A expectativa de parlamentares bolsonaristas era a de que Tarcísio viajasse a Ribeirão Preto (SP) um dia antes, no domingo (30), para recepcionar o ex-presidente no aeroporto e participar da aglomeração de apoiadores, mas o governador compareceu apenas ao compromisso de governo na feira agrícola.

No sábado (6), Tarcísio também faltou ao evento do PL Mulher, com Bolsonaro e Michelle.

Em entrevistas à imprensa, quando provocado, Tarcísio distribui críticas a Lula. À revista Veja o governador disse que o petista não tem plano para o Brasil. Na GloboNews, disse considerar mais grave a viagem de João Pedro Stedile, líder do MST (Movimento dos Trabalhadores Rurais Sem Terra), à China na comitiva de Lula do que a ida de Bolsonaro à Agrishow.

Já nos bastidores, Tarcísio trabalha para manter uma boa relação com o governo federal. Quando Lula lhe telefonou no fim de abril, o governador buscou esclarecer as duas crises recentes que colocaram em lados opostos o governo paulista e os ministros do petista.

Eles falaram sobre o caso Antonov, que levou ministros a acusarem Ferraz, secretário de Negócios Internacionais, de fabricar fake news. E, segundo afirmou à GloboNews, Tarcísio também disse a Lula que o ministro da Agricultura, Carlos Fávaro, deveria ir à Agrishow apesar da presença de Bolsonaro.

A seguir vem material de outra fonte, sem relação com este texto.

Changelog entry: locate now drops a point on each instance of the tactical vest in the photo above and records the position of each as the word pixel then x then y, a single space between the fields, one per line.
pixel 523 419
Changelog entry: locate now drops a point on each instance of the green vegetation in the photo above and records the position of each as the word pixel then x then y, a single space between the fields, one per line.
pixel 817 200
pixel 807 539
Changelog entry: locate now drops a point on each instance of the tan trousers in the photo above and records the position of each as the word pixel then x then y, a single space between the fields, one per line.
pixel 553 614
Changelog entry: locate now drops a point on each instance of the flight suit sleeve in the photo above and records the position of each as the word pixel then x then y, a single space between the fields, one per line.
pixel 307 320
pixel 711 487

Ainda na entrevista, Tarcísio afirmou não estar “preocupado em derrotar a esquerda”, mas em “fazer a diferença”.

O estilo moderado em relação a Bolsonaro, que usou o mandato como palanque para promover a agenda da extrema direita, envolve cálculo eleitoral e jurídico. Enquanto o cerco do ex-presidente se fecha em investigações que vão de fraude na vacina a incentivo golpista, Tarcísio busca manter distância segura de seu padrinho e admite erros.

“As pessoas ficaram magoadas com o [ex-]presidente por algumas declarações, questões que envolveram pandemia, debate de urnas”, disse à GloboNews.

Por outro lado, políticos que convivem com Tarcísio dizem que ele compartilha da visão de mundo de Bolsonaro e permanece fiel ao ex-presidente. Aliados do governador afirmam ser natural que ele busque expandir seu eleitorado rumo ao centro.

Mesmo deputados bolsonaristas admitem que, mais importante do que seguir uma cartilha, é que Tarcísio mantenha o apoio da população e de Bolsonaro.

Auxiliares do governador afirmam que os papéis de ora encampar o bolsonarismo e ora acenar a Lula não são incompatíveis e que Tarcísio sabe se mover nesse terreno. Parlamentares lembram que ele não teria trabalhado em três governos distintos, Dilma Rousseff (PT), Michel Temer (MDB) e Bolsonaro, se não tivesse traquejo político.